‘Fourteen months,’ I corrected her, feeling slighted by her shorter estimate. ‘Two months when I first got to Bombay, six months in Prabaker’s village, and now nearly six months in the slum. Fourteen months.’

‘Yes… okay… fourteen months.’

‘I thought no-one got to meet this Madame Zhou,’ I said, hoping to shift the puzzled, uncomfortable frown from her features. ‘You said she kept herself hidden away, and never talked to anyone.’

‘That’s true, but it’s a little more complicated than that,’ Karla replied, softly. A meditation of memories clouded her eyes for a moment, but then she concentrated again with obvious effort. ‘She lives on the top floor, and has everything she needs up there. She never goes out. She has two servants who bring food and clothes and stuff up to her. She can move around the building without being seen because there’s a lot of hidden passageways and staircases. She can look in on most of the rooms through two-way mirrors or metal air vents. She likes to watch. Sometimes she talks to people through a screen. You can’t see her, but she can see you.’

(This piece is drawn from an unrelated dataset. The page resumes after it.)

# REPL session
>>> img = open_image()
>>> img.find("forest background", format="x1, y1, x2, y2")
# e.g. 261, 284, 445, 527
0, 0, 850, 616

‘So how does anyone know what she looks like?’

‘Her photographer.’

‘Her what?’

‘She has photographs taken of herself. A new one, every month or so. She gives them out to favoured clients.’

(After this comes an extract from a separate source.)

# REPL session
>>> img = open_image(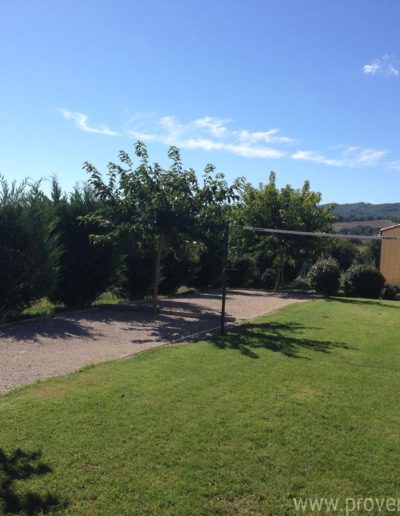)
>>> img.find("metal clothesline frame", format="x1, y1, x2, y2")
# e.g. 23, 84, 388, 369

‘It’s pretty weird,’ I muttered, not really interested in Madame Zhou, but wanting Karla to go on talking. I watched her red-pink lips form each word-lips I’d kissed only days before-and her speaking mouth was a sublime performance of perfect flesh. She could’ve been reading from a month-old newspaper, and I would’ve been just as delighted to watch her face, her eyes, and her lips as she talked. ‘Why does she do it?’

‘Do what?’ she asked, her eyes narrowing with the question.

‘Why does she hide herself away like that?’

‘I don’t think anyone knows.’ She took out two beedies, lit them, and gave me one. Her hands appeared to be trembling. ‘It’s like I was saying before-there’s so much crazy talk about her. I’ve heard people say she was horribly disfigured in an accident, and she hides her face because of it. They say the photos are retouched to cover up the scars. I’ve heard people say she has leprosy or some other disease. One friend of mine says she doesn’t exist at all. He says it’s just a lie, a kind of conspiracy, to hide who really runs the place and what goes on there.’

‘What do you think?’

‘I… I’ve spoken to her, through the screen. I think she’s so incredibly, psychopathically vain that she, she sort of hates herself for getting older. I think she can’t bear to be less than perfect. A lot of people say she was beautiful. Really, you’d be surprised. A lot of people say that. In her photos she hasn’t aged past twenty-seven or thirty. There aren’t any lines or wrinkles. There’s no shadows under the eyes. Every black hair is in its place. I think she’s so in love with her own beauty, she’ll never let anyone see her as she really is. I think she’s… it’s like she’s mad with love for herself. I think that even if she lives to be ninety, those monthly photos will still show that same thirty-year-old blank.’

‘How do you know so much about her?’ I asked. ‘How did you meet her?’

‘I’m a facilitator. It was part of my job.’

‘That doesn’t tell me a lot.’

‘How much do you need to know?’

It was a simple question, and there was a simple answer-I love you, and I want to know everything-but there was a hard edge to her voice and a cold light in her eyes, and I faltered.

‘I’m not trying to pry, Karla. I didn’t know it was such a touchy area. I’ve known you for more than a year and, okay, I haven’t seen you every day, or even every month, but I’ve never asked you what you do, or how you make your living. I don’t think that qualifies me as the nosey type.’

‘I put people together,’ she said, relaxing a little, ‘and I make sure they’re having the right amount of fun to seal a deal. I get paid to keep people in the deal-making mood, and give them what they want. Some of them-quite a few of them, as it happens-want to spend time at Madame Zhou’s Palace. The real question is why people are so crazy about her. She’s dangerous. I think she’s completely insane. But people would do almost anything to meet her.’

‘What do you think?’

She sighed, exasperated.

‘I can’t tell you. It’s not just the sex thing. Sure, the prettiest foreign girls in Bombay work for her, and she trains them in some very weird specialties, but people would still come to her even if there weren’t any gorgeous girls there. I don’t get it. I’ve done what people want, and I’ve taken them to the Palace. A few of them even got to meet her in person, like I did, through the screen, but I’ve never been able to figure it out. They come out of the Palace like they’ve had an audience with Joan of Arc. They’re high on it. But not me. She gives me the creeps, and she always has.’

‘You don’t like her much, do you?’

‘It’s worse than that. I hate her, Lin. I hate her, and I wish she was dead.’